Laboratory Diagnosis:
Physical findings and clinical history are very important in establishing the diagnosis. Diagnostic symptoms include irregular fever, enlargement of the lymph nodes (particularly those of the posterior triangle of the neck [Winterbottom’s sign]), delayed sensation to pain (Kerandel’s sign), and erythematous skin rashes. However, diagnosing imported human African trypanosomiasis outside endemic areas is difficult and diagnosis is often delayed. Trypomastigotes may be detected in fluid aspirated from the ulcer. The trypomastigotes enter the bloodstream, causing a symptom-free low-grade parasitemia that may continue for months. This is considered stage I disease, where the patient can have systemic trypanosomiasis without CNS involvement. During this time, the parasites may be difficult to detect, even by thick blood film examinations. Many trypomastigotes may be found in the circulating blood during fevers, but few are seen during afebrile periods. Blood can be collected from either finger stick or venipuncture. Venous blood should be collected in a tube containing EDTA (fill the tube to obtain correct anticoagulant/blood ratio). Multiple slides should be made for examination, and multiple blood examinations should be done before trypanosomiasis is ruled out. Trypomastigotes can be aspirated from the enlarged lymph nodes. In addition to lymph node involvement, the spleen and liver become enlarged. With Gambian trypanosomiasis, the blood-lymphatic stage may last for years before the sleeping sickness syndrome occurs.

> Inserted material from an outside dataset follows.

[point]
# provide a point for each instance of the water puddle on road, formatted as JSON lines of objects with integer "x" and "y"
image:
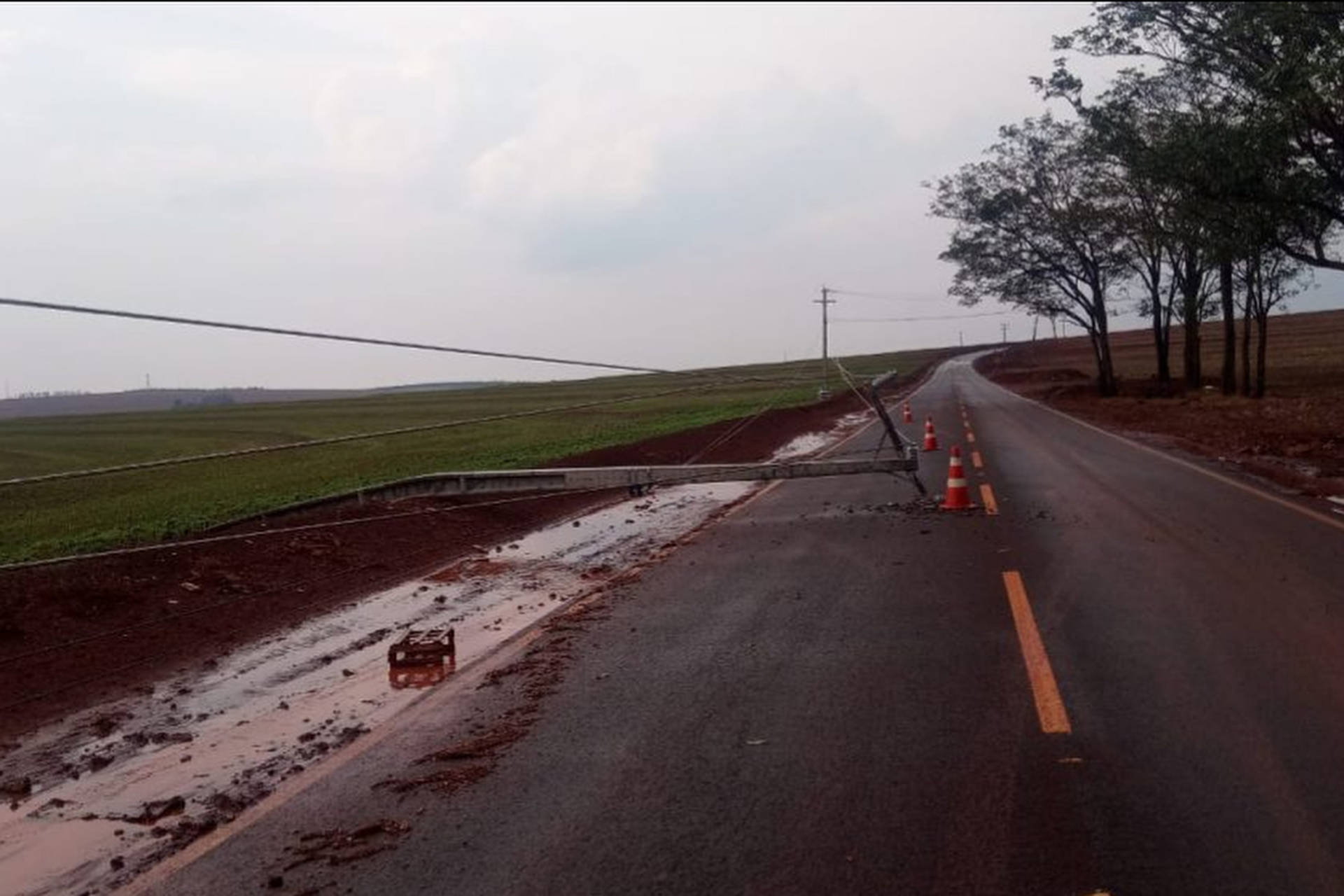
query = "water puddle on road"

A simple and rapid test, the card indirect agglutination trypanosomiasis test (TrypTect CIATT), is available, primarily in areas of endemic infection, for the detection of circulating antigens in persons with African trypanosomiasis. The test is normally performed on a drop of freshly collected heparinized blood and is followed by a more specific confirmation test on diluted blood, plasma, or serum. The sensitivity of the test (95.8% for T. -brucei gambiense and 97.7% for T. brucei rhodesiense) is -significantly higher than that of lymph node puncture, microhematocrit centrifugation, and CSF examination after single and double centrifugation (16). Its specificity is excellent, and it has a high positive predictive value.

Treatment:
All drugs currently used in the therapy of African trypanosomiasis are toxic and require prolonged administration. Treatment should be started as soon as possible and is based on the patient’s symptoms and laboratory findings. The choice of antiparasitic drug depends on whether the CNS is infected. Suramin or pentamidine isethionate can be used when the CNS is not infected. Pentamidine is currently the drug of choice for the hemolymphatic stage with suramin being an alternate. Melarsoprol, a toxic trivalent arsenic derivative, is effective for both hemolymphatic and neural stages but is recommended for treatment of late-stage sleeping sickness. Eflornithine (dl-α-difluoromethylornithine; DFMO) has been used for more than 10 years to treat -melarsoprol-resistant T. brucei gambiense infection with or without CNS involvement; treatment is started intravenously and is followed by oral therapy.

Control:
Tourists are usually not at great risk unless they are traveling and spending long periods in rural areas of western and central Africa. Persons visiting areas where the disease is endemic should avoid tsetse fly bites by wearing protective clothing (long-sleeved shirts and long pants); khaki or olive-colored clothing is optimal, since the tsetse fly is attracted to bright colors and very dark colors. Because heavy clothing is not always practical owing to heat and humidity, other measures, including the use of insect repellents, bed netting, and screens, are recommended. It has also been recommended not to ride in the back of jeeps, pickup trucks, or other open vehicles; the tsetse fly is attracted to the dust created by moving vehicles and wild animals. Bushes should be avoided, since the tsetse fly is less active during the hot period of the day and rests in bushes but will bite if disturbed.